Towards Efficient and Reliable Machine Learning for Natural Language Processing (and Beyond)

Monday, March 27, 2023 - 12:30pm to 1:30pm
Computer Science Small Auditorium (Room 105)
Karthik Narasimhan

Adam Fisch
In this talk, I will introduce work on fundamental techniques for building and deploying effective natural language processing (NLP) systems that are also efficient and reliable. Specifically, I will address three interconnected challenges for modern machine learning in NLP: how to quickly adapt foundation models to new tasks with limited data, how to dynamically reconfigure large architectures for more efficient computation, and how to develop powerful theoretical tools for rigorous, yet practical, uncertainty quantification. To conclude, I will highlight a number of my future research directions, as well as extensions to interesting applications beyond natural language.

Bio: Adam Fisch is a PhD candidate at MIT working with Regina Barzilay and Tommi Jaakkola, and a recipient of an NSF Graduate Research Fellowship. His research centers around principled methods for efficient and reliable machine learning systems that work effectively in realistic scenarios, and has appeared in top-tier venues such as *ACL, ICLR, ICML, and NeurIPS. Adam also served as a co-instructor for the tutorial on Uncertainty Estimation for NLP at COLING 2022, and as a co-organizer of the Machine Reading for Question Answering workshops at EMNLP 2019 and 2021. Prior to MIT, Adam was a research engineer at Meta (Facebook) AI Research for two years, and studied mechanical engineering as an undergraduate at Princeton University.

Collaborative, Communal, & Continual Machine Learning

Monday, March 20, 2023 - 12:30pm to 1:30pm
Computer Science Small Auditorium (Room 105)
Danqi Chen

Colin Raffel
Pre-trained models have become a cornerstone of machine learning thanks to the fact that they can provide improved performance with less labeled data on downstream tasks. However, these models are typically created by resource-rich research groups that unilaterally decide how a given model should be built, trained, and released, after which point it is never updated. In contrast, open-source development has demonstrated that it is possible for a community of contributors to work together to iteratively build complex and widely used software. This kind of large-scale distributed collaboration is made possible through a mature set of tools including version control and package management. In this talk, I will discuss a research focus in my group that aims to make it possible to build machine learning models in the way that open-source software is developed. Specifically, I will discuss our preliminary work on merging multiple models while retaining their individual capabilities, patching models with cheaply-communicable updates, designing modular model architectures, and tracking changes through a version control system for model parameters. I will conclude with an outlook on how the field will change once truly collaborative, communal, and continual machine learning is possible.

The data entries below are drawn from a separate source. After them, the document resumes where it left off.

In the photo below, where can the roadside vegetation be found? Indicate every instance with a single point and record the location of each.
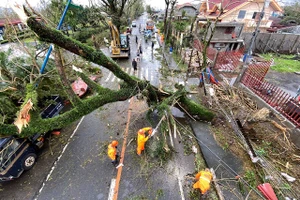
(284, 63)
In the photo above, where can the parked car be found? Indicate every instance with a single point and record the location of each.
(133, 24)
(19, 154)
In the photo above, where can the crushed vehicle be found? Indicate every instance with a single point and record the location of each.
(19, 154)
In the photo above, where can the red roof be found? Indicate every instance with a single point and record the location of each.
(227, 5)
(10, 22)
(178, 6)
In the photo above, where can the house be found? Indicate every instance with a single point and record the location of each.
(243, 11)
(17, 23)
(187, 8)
(290, 30)
(226, 37)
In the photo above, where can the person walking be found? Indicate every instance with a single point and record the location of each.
(152, 45)
(112, 152)
(142, 139)
(134, 65)
(203, 181)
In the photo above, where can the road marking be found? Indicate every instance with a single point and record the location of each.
(111, 188)
(181, 190)
(113, 79)
(147, 73)
(59, 157)
(116, 189)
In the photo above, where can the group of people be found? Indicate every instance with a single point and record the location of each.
(202, 178)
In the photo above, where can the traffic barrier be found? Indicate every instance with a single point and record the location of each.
(272, 95)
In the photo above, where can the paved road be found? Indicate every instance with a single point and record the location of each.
(85, 172)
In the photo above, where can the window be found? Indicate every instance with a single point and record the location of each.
(242, 14)
(229, 30)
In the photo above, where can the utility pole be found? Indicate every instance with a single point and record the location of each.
(249, 51)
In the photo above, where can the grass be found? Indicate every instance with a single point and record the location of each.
(283, 63)
(179, 61)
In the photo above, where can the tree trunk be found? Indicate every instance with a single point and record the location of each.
(129, 88)
(166, 17)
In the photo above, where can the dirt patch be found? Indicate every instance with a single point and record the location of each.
(268, 136)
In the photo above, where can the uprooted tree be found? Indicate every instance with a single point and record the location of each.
(156, 98)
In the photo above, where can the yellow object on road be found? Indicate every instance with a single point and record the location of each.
(203, 181)
(112, 150)
(142, 139)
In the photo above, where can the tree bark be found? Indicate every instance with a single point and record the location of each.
(129, 88)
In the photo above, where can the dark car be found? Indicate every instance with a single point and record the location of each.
(19, 154)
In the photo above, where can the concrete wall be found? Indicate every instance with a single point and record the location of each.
(274, 42)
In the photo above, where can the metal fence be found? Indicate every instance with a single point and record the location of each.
(271, 94)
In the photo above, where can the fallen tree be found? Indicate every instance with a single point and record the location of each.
(130, 87)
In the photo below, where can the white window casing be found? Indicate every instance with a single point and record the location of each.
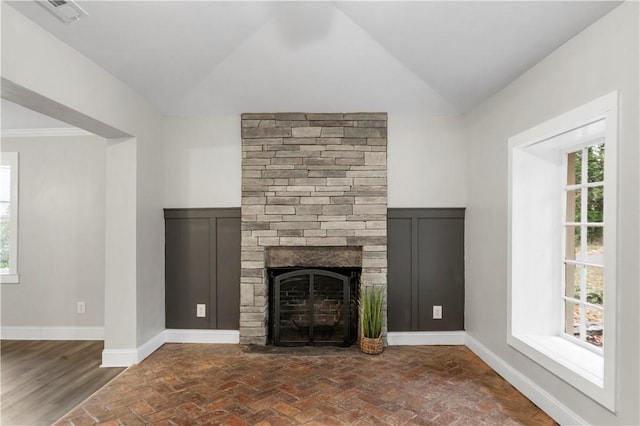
(10, 160)
(536, 204)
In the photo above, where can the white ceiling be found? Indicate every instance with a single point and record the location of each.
(463, 51)
(16, 117)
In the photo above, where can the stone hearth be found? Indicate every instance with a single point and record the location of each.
(310, 180)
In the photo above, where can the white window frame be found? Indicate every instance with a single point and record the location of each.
(537, 178)
(11, 159)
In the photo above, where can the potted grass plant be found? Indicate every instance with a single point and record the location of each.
(371, 320)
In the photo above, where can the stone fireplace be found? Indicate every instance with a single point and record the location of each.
(314, 194)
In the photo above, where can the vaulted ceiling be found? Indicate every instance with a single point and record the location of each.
(187, 57)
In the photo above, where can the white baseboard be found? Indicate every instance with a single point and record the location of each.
(550, 405)
(119, 357)
(151, 345)
(202, 336)
(129, 357)
(401, 338)
(52, 333)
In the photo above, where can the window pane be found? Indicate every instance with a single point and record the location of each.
(574, 170)
(595, 171)
(573, 243)
(572, 319)
(5, 218)
(595, 204)
(595, 285)
(572, 280)
(595, 327)
(595, 240)
(573, 205)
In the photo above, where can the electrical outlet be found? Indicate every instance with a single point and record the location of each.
(437, 312)
(201, 310)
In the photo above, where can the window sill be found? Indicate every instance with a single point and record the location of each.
(578, 366)
(9, 278)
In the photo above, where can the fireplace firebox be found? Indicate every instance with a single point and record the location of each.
(313, 307)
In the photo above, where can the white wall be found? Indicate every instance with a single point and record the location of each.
(294, 65)
(61, 236)
(601, 59)
(63, 79)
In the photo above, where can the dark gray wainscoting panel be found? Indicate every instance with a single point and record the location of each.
(426, 268)
(202, 265)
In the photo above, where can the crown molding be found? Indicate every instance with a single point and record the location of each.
(52, 132)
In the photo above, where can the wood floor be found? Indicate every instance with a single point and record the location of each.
(43, 380)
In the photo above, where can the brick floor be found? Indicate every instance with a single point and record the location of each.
(198, 384)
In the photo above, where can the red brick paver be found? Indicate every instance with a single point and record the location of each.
(197, 384)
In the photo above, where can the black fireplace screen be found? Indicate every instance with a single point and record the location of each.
(313, 306)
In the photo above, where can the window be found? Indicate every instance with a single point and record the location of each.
(9, 217)
(562, 230)
(583, 295)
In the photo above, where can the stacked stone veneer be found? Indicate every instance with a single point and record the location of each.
(310, 180)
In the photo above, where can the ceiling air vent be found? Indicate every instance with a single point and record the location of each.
(66, 11)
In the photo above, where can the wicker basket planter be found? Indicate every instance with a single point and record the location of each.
(371, 346)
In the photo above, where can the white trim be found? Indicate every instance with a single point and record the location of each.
(11, 160)
(402, 338)
(150, 346)
(202, 336)
(9, 279)
(119, 357)
(550, 405)
(535, 157)
(128, 357)
(51, 132)
(52, 333)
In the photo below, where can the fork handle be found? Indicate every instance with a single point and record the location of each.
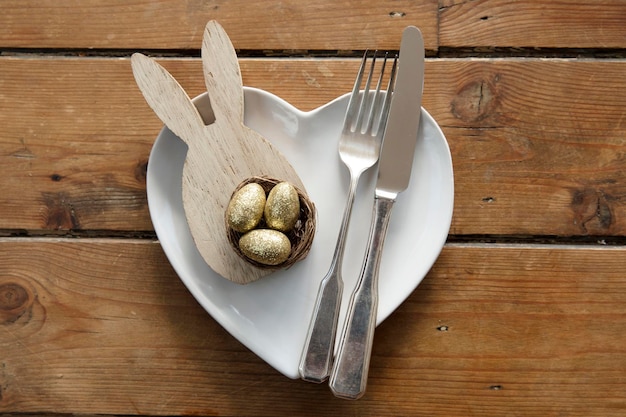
(319, 346)
(348, 378)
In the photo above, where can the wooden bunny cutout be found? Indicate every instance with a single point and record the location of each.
(220, 155)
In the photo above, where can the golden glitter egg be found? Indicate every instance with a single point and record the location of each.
(266, 246)
(282, 208)
(245, 208)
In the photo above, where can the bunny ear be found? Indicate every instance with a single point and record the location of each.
(222, 74)
(166, 97)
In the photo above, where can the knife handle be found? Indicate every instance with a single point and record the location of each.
(348, 378)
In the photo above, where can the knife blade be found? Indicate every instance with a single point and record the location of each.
(348, 377)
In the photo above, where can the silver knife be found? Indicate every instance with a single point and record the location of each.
(348, 377)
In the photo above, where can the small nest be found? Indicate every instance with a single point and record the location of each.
(301, 236)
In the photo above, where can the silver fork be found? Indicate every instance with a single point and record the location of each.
(359, 149)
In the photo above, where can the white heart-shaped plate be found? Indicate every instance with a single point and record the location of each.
(271, 316)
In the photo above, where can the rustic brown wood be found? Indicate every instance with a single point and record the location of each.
(106, 327)
(533, 23)
(259, 25)
(537, 145)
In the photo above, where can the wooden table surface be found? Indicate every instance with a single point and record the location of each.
(523, 314)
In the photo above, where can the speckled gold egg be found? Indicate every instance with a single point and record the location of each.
(266, 246)
(282, 207)
(246, 207)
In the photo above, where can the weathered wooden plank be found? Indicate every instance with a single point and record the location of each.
(538, 145)
(258, 25)
(106, 327)
(533, 24)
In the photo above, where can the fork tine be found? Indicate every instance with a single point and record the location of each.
(390, 87)
(377, 96)
(365, 100)
(353, 103)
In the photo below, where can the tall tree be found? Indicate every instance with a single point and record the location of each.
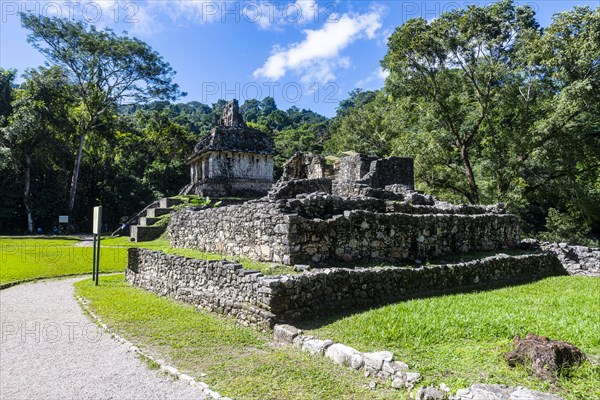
(107, 70)
(453, 69)
(40, 109)
(7, 78)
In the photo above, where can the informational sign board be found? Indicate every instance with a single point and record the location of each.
(97, 227)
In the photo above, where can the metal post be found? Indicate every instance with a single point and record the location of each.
(94, 259)
(98, 261)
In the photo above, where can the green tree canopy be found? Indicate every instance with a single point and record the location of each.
(106, 69)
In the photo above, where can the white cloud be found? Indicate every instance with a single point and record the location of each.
(318, 55)
(375, 80)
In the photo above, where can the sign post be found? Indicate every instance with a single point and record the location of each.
(96, 231)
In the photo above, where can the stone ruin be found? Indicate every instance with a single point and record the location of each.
(333, 222)
(234, 160)
(364, 209)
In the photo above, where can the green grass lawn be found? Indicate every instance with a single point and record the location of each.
(28, 258)
(238, 362)
(34, 258)
(461, 339)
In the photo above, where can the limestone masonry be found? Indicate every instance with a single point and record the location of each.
(254, 299)
(367, 211)
(234, 160)
(334, 216)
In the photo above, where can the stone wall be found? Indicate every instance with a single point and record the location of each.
(253, 229)
(377, 173)
(576, 260)
(219, 286)
(322, 229)
(260, 300)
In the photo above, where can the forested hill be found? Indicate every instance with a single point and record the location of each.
(492, 107)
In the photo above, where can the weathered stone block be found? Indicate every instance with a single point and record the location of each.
(285, 333)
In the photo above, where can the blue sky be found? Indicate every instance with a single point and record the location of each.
(305, 53)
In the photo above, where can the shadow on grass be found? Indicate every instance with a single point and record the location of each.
(316, 322)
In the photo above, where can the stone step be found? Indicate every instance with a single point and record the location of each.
(168, 202)
(146, 233)
(148, 221)
(157, 212)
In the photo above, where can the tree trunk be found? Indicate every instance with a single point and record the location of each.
(473, 190)
(75, 176)
(27, 193)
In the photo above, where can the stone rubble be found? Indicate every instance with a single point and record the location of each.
(577, 260)
(379, 365)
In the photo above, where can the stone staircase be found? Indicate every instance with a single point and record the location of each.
(146, 230)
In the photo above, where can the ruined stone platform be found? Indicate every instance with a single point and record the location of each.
(255, 299)
(321, 229)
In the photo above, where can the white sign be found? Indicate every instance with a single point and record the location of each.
(97, 227)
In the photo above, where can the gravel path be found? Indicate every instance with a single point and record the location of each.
(50, 350)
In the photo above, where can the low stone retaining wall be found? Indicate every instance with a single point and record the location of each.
(321, 230)
(577, 260)
(263, 301)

Bio: Colin Raffel is an Assistant Professor at UNC Chapel Hill and a Faculty Researcher at Hugging Face. His work aims to make it easy to get computers to do new things. Consequently, he works mainly on machine learning (enabling computers to learn from examples) and natural language processing (enabling computers to communicate in natural language). He received his Ph.D. from Columbia University in 2016 and spent five years as a research scientist at Google Brain.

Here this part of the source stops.